News from our maritime agency Apostleship of the Sea
A Mass was held on Monday, 18 August, for the crew of the ferry on which a shipping container was found with 35 migrants at Tilbury port.
The discovery has left the crew of the Norstream distressed and Catholic seafarers’ charity Apostleship of the Sea (AoS) is supporting them.
AoS Tilbury port chaplain Wojciech Holub said crew members were anxious and stressed following the incident, in which one person died.
“A team of chaplains said Mass and conducted a blessing on board following requests from the mainly Filipino crew,” said Wojciech.
The crew set up a table near the spot where the shipping container had been located on the ferry. Each crew member lit a small candle and placed them on the table which served as an altar.
After Mass, a blessing took place with prayers and holy water was sprinkled on areas identified by the crew. Work on the vessel stopped for an hour while the service was conducted.
“We trust that the power of the Eucharist brings peace, strength and comfort to the crew. After the service we spoke with the crew and the captain handed us a note that read, ‘Gentlemen, thank you very much for your support and for your beautiful service today,’” said Wojciech.

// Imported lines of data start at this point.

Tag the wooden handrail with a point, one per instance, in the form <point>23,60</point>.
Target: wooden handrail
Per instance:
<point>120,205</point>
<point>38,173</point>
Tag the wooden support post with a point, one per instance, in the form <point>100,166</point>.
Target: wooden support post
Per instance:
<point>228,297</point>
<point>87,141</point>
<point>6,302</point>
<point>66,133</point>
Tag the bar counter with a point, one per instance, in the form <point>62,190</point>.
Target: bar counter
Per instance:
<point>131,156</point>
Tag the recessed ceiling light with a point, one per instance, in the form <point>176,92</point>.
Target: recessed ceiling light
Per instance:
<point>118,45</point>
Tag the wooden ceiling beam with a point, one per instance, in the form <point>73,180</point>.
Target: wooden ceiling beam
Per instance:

Bishop Patrick Lynch, Migrants Bishop at the Catholic Bishops’ Conference of England and Wales said the church’s thoughts and prayers are with those who experienced terrible suffering trapped in the shipping container.
“It is becoming increasingly apparent that vulnerable men, women and children are being exploited by criminals all over the world and that we must respond compassionately to their cries for help,” he said in a statement.
Recognising and responding to the needs of seafarers is part of AoS’ pastoral care. AoS deploys its chaplains in Britain’s largest ports, including Tilbury, where thousands of seafarers visit each year.